La representación en México del Alto Comisionado de las Naciones Unidas para los Derechos Humanos (Acnudh), que encabeza Michelle Bachelet, condenó el atentado contra el periodista. “Este crimen ratifica la vulnerabilidad de quienes ejercen el periodismo en el país”, señala el texto, que firma el representante permanente de Acnudh, Guillermo Fernández-Maldonado.

El peligro de ser periodista en México

Los asesinatos de periodistas cometidos en el primer semestre del año alimentan el temor y zozobra en el gremio, dice el pronunciamiento. En lo que va del año, el organismo de la ONU documentó los asesinatos de diez personas que se dedicaban al periodismo y de un trabajador de los medios, con posible vinculación entre las actividades de las víctimas y los ataques, lo que hace de México uno de los países “más peligrosos del mundo para ejercer el periodismo”.

Otras organizaciones dan cuenta de 12 periodistas asesinados, pero el Gobierno contabiliza diez homicidios, porque dos de las víctimas -Roberto Toledo y Jorge Luis Camero- no ejercían el periodismo cuando fueron ultimados.
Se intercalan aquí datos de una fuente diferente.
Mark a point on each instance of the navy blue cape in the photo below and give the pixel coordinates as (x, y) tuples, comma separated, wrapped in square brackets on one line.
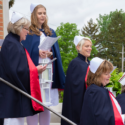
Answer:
[(31, 44), (121, 100), (97, 107), (74, 89), (14, 68)]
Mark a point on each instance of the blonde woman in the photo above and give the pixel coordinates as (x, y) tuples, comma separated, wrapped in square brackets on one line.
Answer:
[(75, 86), (38, 30), (121, 98), (100, 106)]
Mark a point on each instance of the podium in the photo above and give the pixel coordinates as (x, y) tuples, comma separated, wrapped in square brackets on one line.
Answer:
[(45, 80)]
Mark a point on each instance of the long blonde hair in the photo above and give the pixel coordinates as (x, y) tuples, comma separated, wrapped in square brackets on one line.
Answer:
[(105, 66), (33, 29)]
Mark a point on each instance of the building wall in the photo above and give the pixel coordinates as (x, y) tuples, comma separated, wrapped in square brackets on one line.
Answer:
[(4, 18)]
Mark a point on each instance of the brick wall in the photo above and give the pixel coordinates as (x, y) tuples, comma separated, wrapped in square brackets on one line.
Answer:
[(1, 20)]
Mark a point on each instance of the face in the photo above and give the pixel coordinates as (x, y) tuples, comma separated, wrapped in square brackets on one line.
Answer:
[(23, 33), (41, 15), (86, 48), (105, 78)]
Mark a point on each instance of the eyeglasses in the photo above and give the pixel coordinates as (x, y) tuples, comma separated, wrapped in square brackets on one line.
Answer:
[(25, 28)]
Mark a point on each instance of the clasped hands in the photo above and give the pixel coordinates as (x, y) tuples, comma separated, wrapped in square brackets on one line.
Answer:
[(43, 54)]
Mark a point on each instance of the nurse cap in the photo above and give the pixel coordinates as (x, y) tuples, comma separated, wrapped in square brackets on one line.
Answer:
[(77, 39), (15, 17), (95, 63), (32, 6)]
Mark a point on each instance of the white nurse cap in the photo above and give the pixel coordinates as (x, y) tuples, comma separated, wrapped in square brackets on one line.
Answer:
[(15, 17), (77, 39), (95, 63), (32, 6)]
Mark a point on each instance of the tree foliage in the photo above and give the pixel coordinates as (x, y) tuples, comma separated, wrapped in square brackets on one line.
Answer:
[(91, 30), (11, 2)]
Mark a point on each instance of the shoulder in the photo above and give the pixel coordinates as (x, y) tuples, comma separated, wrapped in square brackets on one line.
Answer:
[(78, 62), (100, 92), (120, 96)]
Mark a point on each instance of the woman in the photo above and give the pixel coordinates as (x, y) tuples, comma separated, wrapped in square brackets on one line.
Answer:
[(75, 81), (17, 68), (38, 31), (100, 106), (121, 99)]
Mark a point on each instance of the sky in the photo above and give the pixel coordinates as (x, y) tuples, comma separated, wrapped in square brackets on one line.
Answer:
[(72, 11)]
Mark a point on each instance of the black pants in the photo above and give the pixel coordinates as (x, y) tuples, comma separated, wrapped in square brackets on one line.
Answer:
[(1, 121)]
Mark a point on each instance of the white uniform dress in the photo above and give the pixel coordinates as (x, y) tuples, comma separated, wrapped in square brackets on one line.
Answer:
[(54, 96), (44, 117)]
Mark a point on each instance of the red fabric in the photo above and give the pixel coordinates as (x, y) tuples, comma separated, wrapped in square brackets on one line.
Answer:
[(118, 118), (86, 77), (34, 84)]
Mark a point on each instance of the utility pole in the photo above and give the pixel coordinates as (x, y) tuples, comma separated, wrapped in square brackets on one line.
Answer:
[(122, 57)]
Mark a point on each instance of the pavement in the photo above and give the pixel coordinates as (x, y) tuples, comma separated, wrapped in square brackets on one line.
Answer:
[(55, 120)]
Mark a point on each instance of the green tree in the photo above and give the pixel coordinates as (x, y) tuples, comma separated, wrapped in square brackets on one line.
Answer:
[(91, 30), (68, 51), (11, 2), (112, 28)]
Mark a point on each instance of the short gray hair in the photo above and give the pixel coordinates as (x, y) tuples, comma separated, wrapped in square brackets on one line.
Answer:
[(81, 42), (17, 27)]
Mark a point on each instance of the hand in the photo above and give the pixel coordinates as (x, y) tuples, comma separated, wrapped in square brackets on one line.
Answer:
[(49, 54), (42, 53), (41, 68)]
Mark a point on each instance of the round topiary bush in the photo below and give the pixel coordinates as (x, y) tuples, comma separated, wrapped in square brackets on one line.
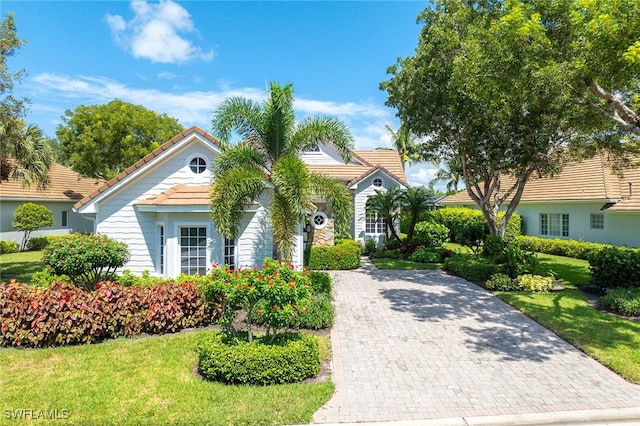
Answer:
[(289, 358)]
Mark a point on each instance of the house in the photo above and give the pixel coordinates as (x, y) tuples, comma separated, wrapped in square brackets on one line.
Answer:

Un informe de la organización defensora de la libertad de expresión Artículo 19, publicado a mediados de mayo último, detalla que desde diciembre de 2018, cuando comenzó el mandato del presidente Andrés Manuel López Obrador, hubo 37 asesinatos de periodistas.

Según Reporteros sin Frontera (RSF), van unos 150 periodistas asesinados desde 2000.